# Estimating Computational Resources for MPAS Simulations  

This notebook calculates the **computational resources required** for MPAS (Model for Prediction Across Scales) simulations based on user-defined parameters. It provides estimates for:  

- **Core-Hours per Time Step per Grid Point** – A metric to assess computational efficiency.  
- **Total Core-Hours for a Simulation** – The total computing cost based on simulatio


## Calculating Core-Hours per Time Step per Grid Point

This section focuses on determining the computational efficiency of our numerical simulations. We will calculate the core-hours consumed per time step per grid point, a metric that provides valuable insight into the performance of our atmospheric or climate models.

The `calculate_core_hours_per_time_step_per_grid_point` function below is designed to analyze simulation results and derive this efficiency metric. It is particularly relevant for simulations that utilize the MPAS (Model for Prediction Across Scales) mesh.

The calculations performed here are based on parameters similar to those used in the DYAMOND3 run conducted by Bill Skamarock. This run employed a 3.75-km MPAS mesh with 127 vertical levels and was executed on 200 Derecho nodes, each with 128 MPI processes. These predefined values can be used, or values from other simulations can be substituted.
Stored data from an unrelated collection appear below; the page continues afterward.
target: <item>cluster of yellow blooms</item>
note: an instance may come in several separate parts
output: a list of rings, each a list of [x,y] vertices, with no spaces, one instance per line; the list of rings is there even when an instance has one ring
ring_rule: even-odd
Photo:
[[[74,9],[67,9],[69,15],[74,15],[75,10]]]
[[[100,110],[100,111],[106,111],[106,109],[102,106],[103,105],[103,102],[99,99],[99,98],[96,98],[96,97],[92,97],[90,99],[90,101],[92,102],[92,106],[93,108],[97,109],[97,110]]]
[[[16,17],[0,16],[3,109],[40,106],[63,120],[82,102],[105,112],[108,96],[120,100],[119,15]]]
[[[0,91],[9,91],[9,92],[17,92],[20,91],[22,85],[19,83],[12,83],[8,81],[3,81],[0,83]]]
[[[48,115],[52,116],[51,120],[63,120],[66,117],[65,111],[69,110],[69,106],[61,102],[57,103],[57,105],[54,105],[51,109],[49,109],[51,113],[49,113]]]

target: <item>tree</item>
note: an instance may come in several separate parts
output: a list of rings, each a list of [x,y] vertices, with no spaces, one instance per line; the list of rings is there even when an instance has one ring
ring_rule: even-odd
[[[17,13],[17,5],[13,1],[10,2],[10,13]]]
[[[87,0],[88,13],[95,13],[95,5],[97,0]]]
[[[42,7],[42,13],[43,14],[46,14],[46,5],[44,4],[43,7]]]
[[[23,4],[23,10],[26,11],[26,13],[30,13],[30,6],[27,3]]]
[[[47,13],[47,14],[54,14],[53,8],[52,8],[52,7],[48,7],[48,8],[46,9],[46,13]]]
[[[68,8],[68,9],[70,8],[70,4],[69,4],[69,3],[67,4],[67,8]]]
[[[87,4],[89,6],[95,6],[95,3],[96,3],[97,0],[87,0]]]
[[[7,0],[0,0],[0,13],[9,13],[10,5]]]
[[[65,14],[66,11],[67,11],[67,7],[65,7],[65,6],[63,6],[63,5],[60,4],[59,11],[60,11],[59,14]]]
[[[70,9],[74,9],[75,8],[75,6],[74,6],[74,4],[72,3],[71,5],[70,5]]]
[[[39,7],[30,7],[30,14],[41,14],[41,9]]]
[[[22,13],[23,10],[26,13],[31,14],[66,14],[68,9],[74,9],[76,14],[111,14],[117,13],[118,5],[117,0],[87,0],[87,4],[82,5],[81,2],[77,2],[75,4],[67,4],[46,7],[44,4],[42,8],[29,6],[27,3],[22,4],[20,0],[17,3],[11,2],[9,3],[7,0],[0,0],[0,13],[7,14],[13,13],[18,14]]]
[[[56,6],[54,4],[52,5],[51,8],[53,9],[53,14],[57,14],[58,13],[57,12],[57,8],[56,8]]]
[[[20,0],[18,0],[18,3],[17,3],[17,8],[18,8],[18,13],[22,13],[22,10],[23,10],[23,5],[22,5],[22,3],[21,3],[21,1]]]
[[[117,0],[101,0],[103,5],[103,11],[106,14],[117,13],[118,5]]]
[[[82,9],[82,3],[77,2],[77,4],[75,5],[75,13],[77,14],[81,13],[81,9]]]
Using the parameters here, the computed value is approximately 2.56 × 10⁻⁹ core-hours per timestep. For comparison, in 2018 Michael Duda reported the Cheyenne computer's efficiency as approximately 3.95 × 10⁻⁹ core-hours per timestep.

We also define a dictionary, `mesh_dict`, that stores mesh configurations for various resolutions and refinement patterns. This dictionary will be used to access grid parameters for our calculations.

In [1]:
import numpy as np

In [2]:
def calculate_core_hours_per_time_step_per_grid_point(total_core_hours_used, time_step_seconds, num_grid_columns, num_vertical_levels, simulation_days):
    """
    Calculates the core-hours consumed per time step per grid point from simulation results.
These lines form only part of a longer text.